En el espacio del presidente siempre creen que están haciendo lo correcto, sin detenerse a meditar “si en verdad sucede lo que presumen”, eso los lleva a tener una visión sesgada de la realidad, una postura desapegada de los hechos. Se encierran en la premisa “si no te pasa a vos no ocurre” y sobre la misma han edificado un contexto regido por normas propias de conveniencia.

Cada una de las acciones y medidas que tomó el gobierno durante los tres años y medio de su mandato están apoyadas en la creencia de estar construyendo el mejor país a través “del camino correcto”, jamás ningún funcionario se ha tomado debido tiempo para mirar un poco mas allá y analizar las dificultades que se iban generado con la aplicación de sus medidas y como iban deteriorando con ello, la calidad de vida de la gente.

La reafirmación permanente de los objetivos y los escenarios virtuales de supuestos logros fueron sostenidos con un fuerte “discurso motivacional” consolidado en las redes sociales y que pretendían llevar tranquilidad, e instalar una irrealidad como estrategia de supervivencia y que lamentablemente ese país descrito, llenos de bondades dejó hace tiempo de existir para las grandes mayorías.

Inacción

Al gobierno le costo muchísimo tiempo tomar nota del grado de deterioro que causó en los distintos estadios sociales, las medidas coyunturales tomadas en los últimos días ponen en evidencia esa desidia con la que se manejó durante mucho tiempo, nunca le preocupó demasiado al gobierno atender las básicas necesidades de su pueblo.

Ese accionar permanente mirando las reacciones de los mercados y el cumplimiento de los requerimientos del FMI, terminó aletargando la reacción del gobierno ante cualquier reclamo popular.

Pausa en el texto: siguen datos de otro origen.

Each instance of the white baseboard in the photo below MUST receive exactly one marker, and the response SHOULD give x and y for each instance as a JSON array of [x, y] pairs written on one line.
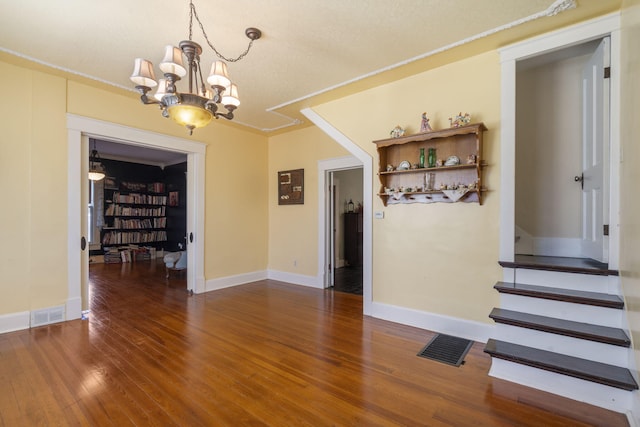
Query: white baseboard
[[15, 321], [240, 279], [468, 329], [296, 279], [73, 308]]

El mandato de Macri esta signado por una repetida “inacción” de sus funcionarios que siempre encontraron justificaciones para esa recurrente falta de respuesta a los pedidos de la gente por mejores condiciones de vida.

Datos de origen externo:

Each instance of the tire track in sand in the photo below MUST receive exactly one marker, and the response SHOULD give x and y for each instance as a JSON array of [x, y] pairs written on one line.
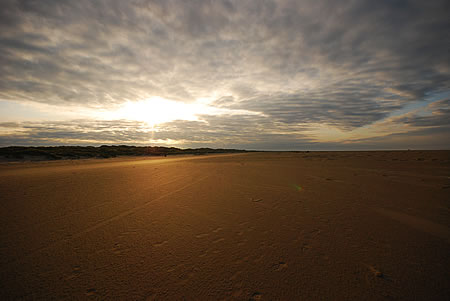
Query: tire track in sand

Las PASO ya son historia, el recuento definitivo en estos días terminará de dar forma a la victoria del “Frente Para Todos” agrandando aun mas  los números de la diferencia final, aunque por estos momentos denodadamente el gobierno quiere establecer un golpe de timón para generar empatia, tirando por la borda todos los preceptos cuidados y defendidos hasta entonces, nada parece poder cambiar el destino de las elecciones generales de octubre.

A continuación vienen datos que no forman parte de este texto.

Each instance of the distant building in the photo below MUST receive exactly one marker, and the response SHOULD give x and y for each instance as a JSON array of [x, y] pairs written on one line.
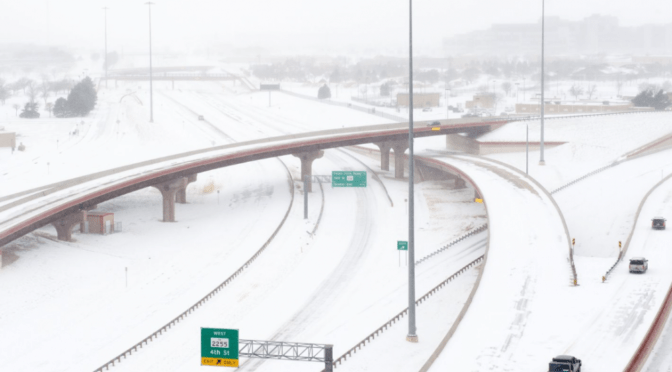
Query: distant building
[[420, 100], [482, 101], [8, 139], [592, 35]]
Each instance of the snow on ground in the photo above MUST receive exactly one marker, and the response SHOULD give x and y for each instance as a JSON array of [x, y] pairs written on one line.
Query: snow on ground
[[167, 286], [592, 142], [273, 298], [515, 312]]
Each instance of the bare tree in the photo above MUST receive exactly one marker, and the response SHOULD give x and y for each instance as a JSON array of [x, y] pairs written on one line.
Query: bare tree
[[4, 92], [667, 86], [32, 91], [45, 88], [591, 91], [506, 87], [619, 86], [49, 107], [576, 91]]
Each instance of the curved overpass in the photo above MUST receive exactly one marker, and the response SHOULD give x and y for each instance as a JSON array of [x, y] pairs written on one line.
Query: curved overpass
[[19, 217]]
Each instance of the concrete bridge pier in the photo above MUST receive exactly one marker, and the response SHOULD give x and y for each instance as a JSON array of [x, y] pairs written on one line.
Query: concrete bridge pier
[[181, 195], [168, 190], [399, 148], [384, 154], [307, 159], [64, 225]]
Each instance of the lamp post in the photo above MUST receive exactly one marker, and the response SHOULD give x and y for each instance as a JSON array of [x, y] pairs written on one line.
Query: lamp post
[[517, 89], [541, 143], [151, 98], [447, 106], [105, 9], [412, 336]]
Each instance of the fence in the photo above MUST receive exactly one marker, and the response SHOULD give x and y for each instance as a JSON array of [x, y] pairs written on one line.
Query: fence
[[207, 297], [398, 317]]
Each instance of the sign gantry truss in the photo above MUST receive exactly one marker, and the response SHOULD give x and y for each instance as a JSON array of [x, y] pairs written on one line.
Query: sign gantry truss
[[287, 351]]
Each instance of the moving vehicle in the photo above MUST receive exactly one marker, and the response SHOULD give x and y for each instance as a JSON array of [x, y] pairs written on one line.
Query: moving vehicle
[[639, 265], [658, 223], [564, 363]]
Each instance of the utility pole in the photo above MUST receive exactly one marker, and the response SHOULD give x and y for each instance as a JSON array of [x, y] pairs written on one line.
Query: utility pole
[[105, 9], [541, 143], [151, 98], [412, 336]]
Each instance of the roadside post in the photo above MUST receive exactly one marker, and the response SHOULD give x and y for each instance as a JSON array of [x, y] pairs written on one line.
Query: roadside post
[[306, 179], [402, 246]]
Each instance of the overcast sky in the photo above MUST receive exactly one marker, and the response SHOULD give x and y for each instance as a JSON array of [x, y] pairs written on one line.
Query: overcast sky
[[332, 25]]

“Juntos por el Cambio” no supo leer las señales que les entregaba la sociedad, tal vez, por estar sumergidos en sus propios pensamientos e ideales, cometieron la equivocación de no medir las consecuencias de sus actos, que los llevaron a cometer “pecados capitales” que fueron mellando la confianza de la gente generando un fuerte desencanto que inexorablemente lo llevaron a sufrir una dolorosa derrota electoral.